Goodman turned to joking: “I used to joke that when we had a development project such as a new store, and I was asked to cut the ribbon as mayor at the start of excavation, I would pray one of my former client’s hands didn’t come up from the ground. That always used to crack people up.”
“If I were a criminal and I was looking to commit a crime and had to hide something like a body I would think of the desert before dumping it in a lake,” he insisted. “That’s a lot of work to go out to Lake Mead and put somebody in a barrel, go out on the water and dump that barrel.”
“Going out to the desert, you take a shovel and you do it at night, little flashlight,” he said confidently. “It’s easy to bury somebody out there. It’s a big desert.”
“It used to be like the wild west in Las Vegas.
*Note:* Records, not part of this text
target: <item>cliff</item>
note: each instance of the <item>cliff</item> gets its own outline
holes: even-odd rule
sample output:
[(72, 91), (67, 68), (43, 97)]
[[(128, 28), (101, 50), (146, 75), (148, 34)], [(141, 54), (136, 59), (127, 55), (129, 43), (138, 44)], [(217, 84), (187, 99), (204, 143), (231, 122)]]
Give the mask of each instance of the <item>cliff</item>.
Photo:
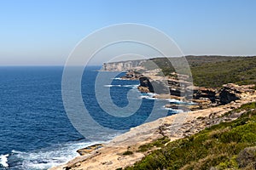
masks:
[(147, 60), (128, 60), (119, 62), (104, 63), (102, 65), (102, 71), (127, 71), (134, 69), (143, 69), (143, 63), (145, 63)]
[(96, 147), (96, 149), (90, 150), (90, 153), (83, 153), (83, 156), (50, 170), (121, 169), (132, 166), (152, 151), (164, 147), (170, 141), (191, 136), (219, 122), (237, 119), (244, 112), (231, 110), (236, 110), (236, 109), (242, 105), (255, 101), (255, 91), (241, 93), (241, 99), (236, 102), (188, 112), (183, 126), (173, 126), (174, 121), (180, 116), (179, 114), (143, 124), (116, 137), (103, 147)]

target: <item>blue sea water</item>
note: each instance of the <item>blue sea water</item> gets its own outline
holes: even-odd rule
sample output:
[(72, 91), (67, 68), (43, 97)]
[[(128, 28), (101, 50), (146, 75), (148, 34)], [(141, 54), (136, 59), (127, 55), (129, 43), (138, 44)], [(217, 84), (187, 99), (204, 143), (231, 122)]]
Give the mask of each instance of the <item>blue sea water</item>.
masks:
[[(166, 116), (163, 105), (167, 101), (155, 100), (148, 94), (137, 90), (138, 81), (120, 80), (124, 73), (102, 72), (110, 84), (95, 90), (95, 81), (100, 67), (85, 69), (81, 82), (81, 94), (90, 116), (101, 126), (124, 133), (130, 128)], [(61, 98), (61, 66), (0, 67), (0, 169), (47, 169), (64, 163), (78, 156), (78, 149), (103, 143), (118, 133), (88, 132), (97, 139), (83, 136), (73, 126), (65, 111)], [(107, 81), (108, 82), (108, 81)], [(96, 93), (102, 94), (101, 101), (109, 99), (104, 91), (110, 88), (113, 103), (120, 108), (130, 99), (142, 102), (137, 112), (118, 117), (108, 114), (99, 104)], [(101, 91), (102, 90), (102, 91)], [(106, 99), (105, 99), (106, 98)], [(111, 110), (111, 106), (109, 106)], [(152, 114), (153, 107), (158, 114)], [(74, 110), (78, 111), (78, 110)], [(167, 114), (175, 111), (167, 110)]]

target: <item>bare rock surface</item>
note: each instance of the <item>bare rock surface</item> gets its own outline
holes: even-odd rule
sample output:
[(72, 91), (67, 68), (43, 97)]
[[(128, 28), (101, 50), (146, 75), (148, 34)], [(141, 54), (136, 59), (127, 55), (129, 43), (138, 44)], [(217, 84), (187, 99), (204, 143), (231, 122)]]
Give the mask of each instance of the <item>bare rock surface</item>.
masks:
[[(105, 170), (133, 165), (148, 154), (137, 151), (140, 145), (163, 136), (166, 136), (171, 139), (171, 141), (173, 141), (195, 134), (207, 127), (221, 122), (235, 120), (242, 113), (234, 113), (226, 116), (224, 116), (243, 104), (253, 101), (256, 101), (255, 91), (245, 90), (240, 94), (240, 99), (236, 102), (160, 118), (154, 122), (133, 128), (129, 132), (116, 137), (103, 147), (96, 148), (91, 152), (78, 156), (64, 165), (52, 167), (51, 170)], [(132, 154), (123, 155), (127, 150)]]

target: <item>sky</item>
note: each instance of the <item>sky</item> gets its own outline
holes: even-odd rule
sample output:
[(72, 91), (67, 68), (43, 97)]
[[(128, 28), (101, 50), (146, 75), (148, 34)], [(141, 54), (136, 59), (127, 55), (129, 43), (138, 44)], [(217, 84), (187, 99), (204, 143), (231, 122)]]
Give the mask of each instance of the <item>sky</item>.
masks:
[(86, 36), (122, 23), (159, 29), (185, 55), (256, 55), (255, 8), (255, 0), (0, 0), (0, 65), (63, 65)]

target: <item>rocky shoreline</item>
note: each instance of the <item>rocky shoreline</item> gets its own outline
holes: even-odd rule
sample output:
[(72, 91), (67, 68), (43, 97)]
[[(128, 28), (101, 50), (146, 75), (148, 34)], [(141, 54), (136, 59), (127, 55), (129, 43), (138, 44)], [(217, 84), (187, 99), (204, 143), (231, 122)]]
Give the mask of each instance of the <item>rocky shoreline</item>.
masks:
[[(131, 76), (131, 72), (129, 74), (123, 78), (139, 79), (141, 85), (138, 89), (144, 93), (152, 92), (150, 91), (149, 83), (154, 81), (158, 82), (161, 81), (161, 77), (155, 75)], [(178, 90), (183, 90), (175, 82), (177, 82), (176, 80), (168, 80), (168, 84), (171, 84), (168, 88), (171, 89), (175, 87)], [(188, 109), (188, 112), (160, 118), (154, 122), (133, 128), (129, 132), (114, 138), (107, 144), (96, 144), (79, 150), (78, 152), (81, 155), (80, 156), (64, 165), (50, 169), (117, 169), (131, 166), (150, 152), (150, 150), (138, 151), (139, 147), (143, 144), (163, 137), (173, 141), (195, 134), (219, 122), (236, 119), (242, 112), (227, 113), (243, 104), (256, 101), (256, 92), (252, 88), (253, 87), (253, 85), (238, 86), (231, 83), (225, 84), (219, 89), (193, 87), (192, 101), (195, 102), (196, 105), (179, 105), (179, 107), (183, 107), (184, 110)], [(172, 93), (171, 90), (170, 92), (171, 94), (156, 94), (154, 97), (179, 100), (186, 99), (177, 95), (178, 93)], [(170, 108), (177, 106), (176, 105), (166, 105), (166, 107)]]
[[(148, 154), (148, 152), (138, 152), (139, 146), (162, 137), (167, 137), (173, 141), (195, 134), (221, 122), (235, 120), (242, 112), (230, 115), (227, 113), (243, 104), (253, 101), (256, 101), (255, 91), (251, 94), (243, 94), (243, 97), (236, 102), (187, 112), (182, 126), (175, 124), (175, 120), (179, 114), (143, 124), (116, 137), (104, 146), (78, 156), (65, 165), (52, 167), (51, 170), (117, 169), (131, 166)], [(127, 150), (132, 154), (124, 155)]]

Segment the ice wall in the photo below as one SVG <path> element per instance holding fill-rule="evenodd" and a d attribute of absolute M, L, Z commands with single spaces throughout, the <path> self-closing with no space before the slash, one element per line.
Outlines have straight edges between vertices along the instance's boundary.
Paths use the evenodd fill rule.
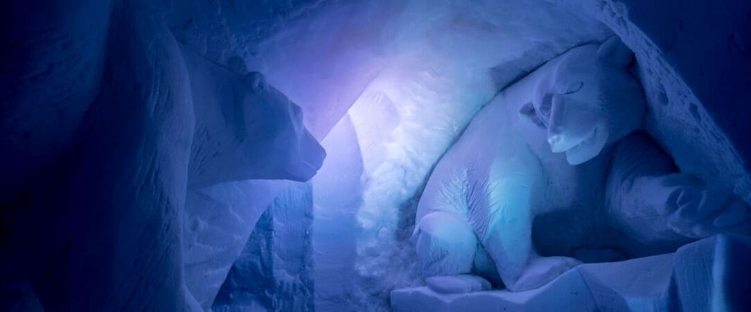
<path fill-rule="evenodd" d="M 646 127 L 682 171 L 751 201 L 751 3 L 587 1 L 636 53 Z"/>
<path fill-rule="evenodd" d="M 290 86 L 300 77 L 292 72 L 301 70 L 296 68 L 300 56 L 282 48 L 288 47 L 286 40 L 296 38 L 297 44 L 306 49 L 308 40 L 321 38 L 328 47 L 331 37 L 321 38 L 315 32 L 330 29 L 331 23 L 360 29 L 360 24 L 367 24 L 363 21 L 376 21 L 357 37 L 348 37 L 354 35 L 348 30 L 334 33 L 341 42 L 333 41 L 336 48 L 327 51 L 333 54 L 315 60 L 336 60 L 334 68 L 343 63 L 359 72 L 378 67 L 377 75 L 369 76 L 366 88 L 326 138 L 332 162 L 313 180 L 316 308 L 383 310 L 390 289 L 418 283 L 406 238 L 414 206 L 433 164 L 499 88 L 569 48 L 609 35 L 596 22 L 551 2 L 475 5 L 427 1 L 362 2 L 357 7 L 337 8 L 321 5 L 316 9 L 327 8 L 324 13 L 309 17 L 306 29 L 294 32 L 315 35 L 293 37 L 293 32 L 282 32 L 278 38 L 261 44 L 258 59 L 289 60 L 268 67 L 270 77 L 284 70 L 285 77 L 292 77 L 280 81 L 283 90 L 285 83 Z M 580 27 L 566 27 L 572 25 Z M 341 28 L 347 27 L 337 29 Z M 340 45 L 351 51 L 348 55 L 370 56 L 372 61 L 336 59 Z M 264 56 L 266 48 L 276 52 Z M 320 55 L 316 53 L 312 54 Z M 327 86 L 339 88 L 336 79 L 342 76 L 333 77 L 330 83 L 334 86 Z M 288 94 L 294 98 L 304 89 L 291 88 Z M 357 150 L 351 150 L 353 146 Z M 348 164 L 358 163 L 348 169 L 354 165 Z"/>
But everything is much tougher for somebody to be a real mobster these days,” he stated.
Commenting on Las Vegas in the 1960s and 1970s, he argued, “It was a very safe place to live then.” He explained that mobsters would kill people out of state and not in Las Vegas.
“They would do it in California or Arizona because they did not want to bring attention to Las Vegas,” he concluded.